To my mysterious benefactors
I got a full ride to Stanford thanks to the Elsie B. Ballantyne fund. I never met the Ballantyne family, but I am eternally grateful for their support. This is my thank you letter.
The Elsie B. Ballantyne foundation was formed in 1968 and it dissolved in 1972. This is all I could find about them online. Yet a gift they made to Stanford paid my way through college. I was told that Mr. Robert Ballantyne was elderly and had trouble seeing, so I regularly wrote him thank-you notes in large letters informing him of my progress. When he passed away, I decided to write to his wife to send my condolences. Below is a verbatim copy of that letter.
I never heard back from my mysterious benefactors, but they showed me the value and the joy of giving. Our foundation KANTAROT is a way of paying their gift forward.
Dear Mrs. Ballantyne,
My name is Nikola Stikov and I am an international student from Macedonia studying at Stanford. It is the first time I am writing to you, but in the past I sent two letters to your husband, Mr. Robert Ballantyne, expressing my gratitude for the scholarship your family has granted me. I just found out that Mr. Ballantyne passed away, so I decided to write to you and give you my condolences.
I am not sure if you have read my past two letters, so in the hope of establishing a regular correspondence with the Ballantyne family, I will tell you a little bit about my background and what the Elsie B. Ballantyne Undergraduate Scholarship Fund has done for me.
As I mentioned earlier, I am an international student coming from a poor and undeveloped country. Macedonia is still recovering from the Balkan wars and many young people there are left without perspective and want to leave the country. I felt the same way after finishing high school, and I really wanted to study abroad. However, if it wasn’t for the Ballantyne Fund, I could not have afforded my studies at Stanford.
Right now, I am a senior graduating in Electrical Engineering and I am using the last portion of my Ballantyne scholarship. As my undergraduate education comes to an end, I wanted to reflect on my four years here and express my deepest gratitude to your family for making my Stanford experience possible. Thanks to you, I was not only able to complete a B.S. in Electrical Engineering, but also take part in many activities that made my education complete. I became a teaching assistant for the Computer Science Department and discovered my desire to teach and pursue an academic career. I spent a quarter studying in Berlin and got a chance to see Europe (I had never been to another European country before). Stanford has opened many doors for me, and it has helped me make an informed decision about my future. I am staying in Stanford to complete my graduate degree and I am hoping to become a professor of Electrical Engineering.
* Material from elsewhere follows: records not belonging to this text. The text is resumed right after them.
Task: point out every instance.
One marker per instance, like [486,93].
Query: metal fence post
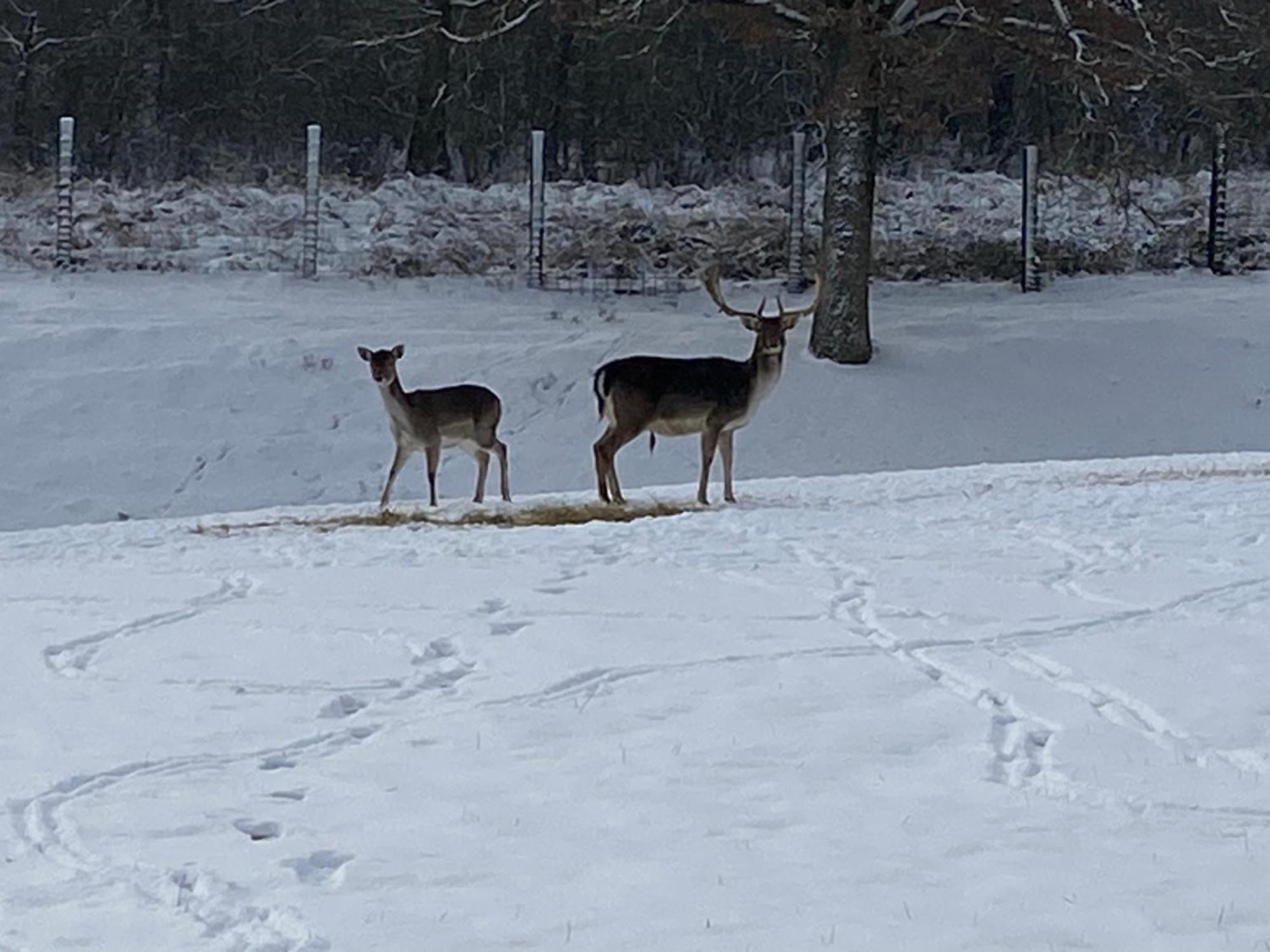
[794,280]
[309,255]
[538,208]
[1031,277]
[1217,205]
[65,152]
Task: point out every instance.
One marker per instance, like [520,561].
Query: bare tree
[1099,46]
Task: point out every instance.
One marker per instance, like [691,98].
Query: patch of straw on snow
[540,515]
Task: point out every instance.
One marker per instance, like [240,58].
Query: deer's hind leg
[432,456]
[482,472]
[505,483]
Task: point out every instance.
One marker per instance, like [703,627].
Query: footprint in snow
[344,706]
[324,866]
[258,830]
[436,651]
[505,629]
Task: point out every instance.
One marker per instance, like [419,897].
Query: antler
[819,288]
[712,282]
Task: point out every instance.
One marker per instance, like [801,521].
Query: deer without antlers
[672,397]
[464,416]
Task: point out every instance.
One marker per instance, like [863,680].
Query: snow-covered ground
[994,709]
[930,224]
[152,395]
[1015,706]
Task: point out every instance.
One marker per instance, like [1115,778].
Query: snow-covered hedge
[940,225]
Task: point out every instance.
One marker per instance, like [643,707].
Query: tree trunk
[427,153]
[145,144]
[841,328]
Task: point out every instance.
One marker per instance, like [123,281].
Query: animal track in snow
[76,657]
[505,629]
[344,706]
[324,866]
[258,830]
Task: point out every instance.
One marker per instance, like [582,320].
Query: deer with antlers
[674,397]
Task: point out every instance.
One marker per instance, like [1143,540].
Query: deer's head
[383,364]
[772,329]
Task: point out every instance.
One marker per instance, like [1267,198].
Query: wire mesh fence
[586,237]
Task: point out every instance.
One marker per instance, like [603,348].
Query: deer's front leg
[432,455]
[726,453]
[394,469]
[709,441]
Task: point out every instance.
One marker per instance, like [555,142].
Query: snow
[1017,705]
[152,397]
[1003,708]
[932,223]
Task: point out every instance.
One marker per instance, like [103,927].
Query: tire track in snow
[73,658]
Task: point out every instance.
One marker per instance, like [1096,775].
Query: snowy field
[153,395]
[932,223]
[1014,706]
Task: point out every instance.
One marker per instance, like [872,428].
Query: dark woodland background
[172,89]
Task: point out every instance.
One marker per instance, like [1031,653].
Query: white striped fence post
[794,280]
[1031,277]
[65,192]
[1217,205]
[538,208]
[313,164]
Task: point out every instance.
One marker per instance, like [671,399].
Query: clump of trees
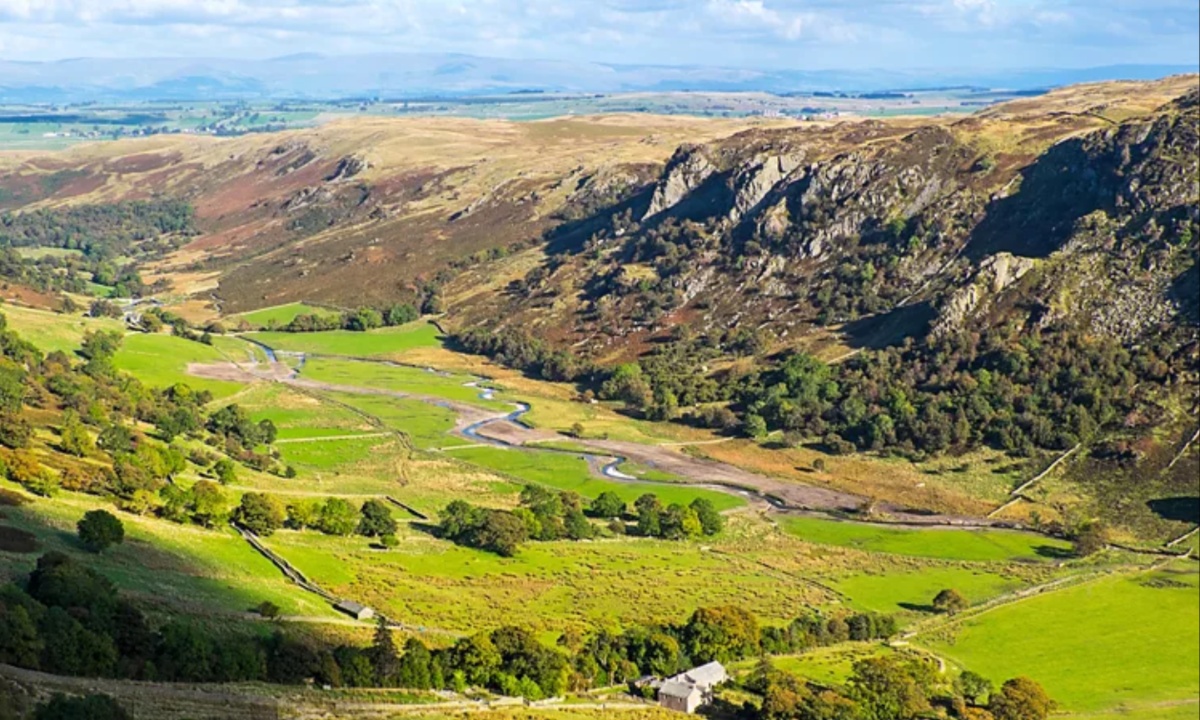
[547,515]
[359,321]
[100,529]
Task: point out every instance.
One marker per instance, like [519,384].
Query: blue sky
[775,34]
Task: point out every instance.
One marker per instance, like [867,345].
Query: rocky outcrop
[687,171]
[753,184]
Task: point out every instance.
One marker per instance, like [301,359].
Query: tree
[972,685]
[377,520]
[100,529]
[209,504]
[711,521]
[607,504]
[1091,539]
[681,523]
[383,654]
[949,601]
[337,517]
[261,514]
[501,533]
[888,689]
[226,472]
[90,707]
[649,513]
[726,633]
[73,436]
[1020,699]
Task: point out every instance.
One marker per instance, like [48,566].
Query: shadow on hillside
[1055,553]
[1063,185]
[1180,509]
[891,328]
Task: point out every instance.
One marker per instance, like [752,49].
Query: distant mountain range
[399,75]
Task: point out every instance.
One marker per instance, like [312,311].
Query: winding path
[507,430]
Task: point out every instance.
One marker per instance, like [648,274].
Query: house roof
[706,675]
[675,689]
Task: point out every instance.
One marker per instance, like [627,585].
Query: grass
[401,378]
[571,472]
[282,315]
[327,455]
[357,345]
[895,589]
[827,666]
[162,360]
[300,417]
[185,568]
[547,586]
[1128,640]
[52,331]
[426,425]
[978,545]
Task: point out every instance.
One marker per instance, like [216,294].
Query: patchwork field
[955,545]
[1079,641]
[1123,641]
[372,343]
[282,315]
[162,360]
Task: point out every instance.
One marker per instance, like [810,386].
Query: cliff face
[1065,217]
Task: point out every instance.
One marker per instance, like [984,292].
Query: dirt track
[783,495]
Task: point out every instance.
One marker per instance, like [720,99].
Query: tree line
[1003,388]
[547,515]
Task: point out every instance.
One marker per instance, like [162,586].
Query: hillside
[958,287]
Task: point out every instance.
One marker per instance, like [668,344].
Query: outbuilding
[355,610]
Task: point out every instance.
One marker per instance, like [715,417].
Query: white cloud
[777,33]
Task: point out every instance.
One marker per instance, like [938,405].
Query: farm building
[355,610]
[689,690]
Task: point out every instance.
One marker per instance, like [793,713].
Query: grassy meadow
[282,315]
[979,545]
[373,343]
[1122,641]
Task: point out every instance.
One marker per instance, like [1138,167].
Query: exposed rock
[685,172]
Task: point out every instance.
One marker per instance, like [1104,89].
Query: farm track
[505,429]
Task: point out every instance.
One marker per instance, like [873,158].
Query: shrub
[100,529]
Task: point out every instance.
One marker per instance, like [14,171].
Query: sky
[757,34]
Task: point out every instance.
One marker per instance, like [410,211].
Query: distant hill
[400,75]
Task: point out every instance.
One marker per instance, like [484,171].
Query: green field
[934,543]
[162,360]
[385,341]
[401,378]
[426,425]
[1125,640]
[282,315]
[570,472]
[185,568]
[913,591]
[827,666]
[52,331]
[547,586]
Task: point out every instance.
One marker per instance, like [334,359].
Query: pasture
[161,360]
[911,591]
[1119,641]
[547,586]
[183,568]
[402,378]
[563,471]
[951,544]
[282,315]
[372,343]
[52,331]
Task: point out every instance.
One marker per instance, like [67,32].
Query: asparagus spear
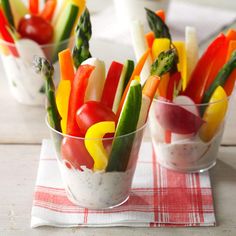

However, Stanford also made me realize what my home country means to me. I would like to go back to Macedonia and use my education to improve things there. Right now, whoever gets a chance to leave Macedonia does so, and having once left, rarely comes back. I would like to be one of the few to return to Macedonia and help the country get out of the mud it is in. I hope that with a PhD from a renowned educational institution I could do a lot for the Macedonian educational system and stop the outflow of young people from the country. Only then will it be possible to bring Macedonia closer to Europe politically and economically.
As I close this letter, I would like to once again express mine and my parents’ deepest gratitude to you and your family for making my Stanford education possible. I sincerely hope that you will get back to me and that I will get a chance to get to know you better. I am deeply indebted to the Ballantyne family and it would be a pleasure and honor to hear back from you.
Thank you,
Nikola Stikov
2024 P.S. I did become a professor of electrical engineering and I am helping my country get out of the mud. Some promises are hard to break.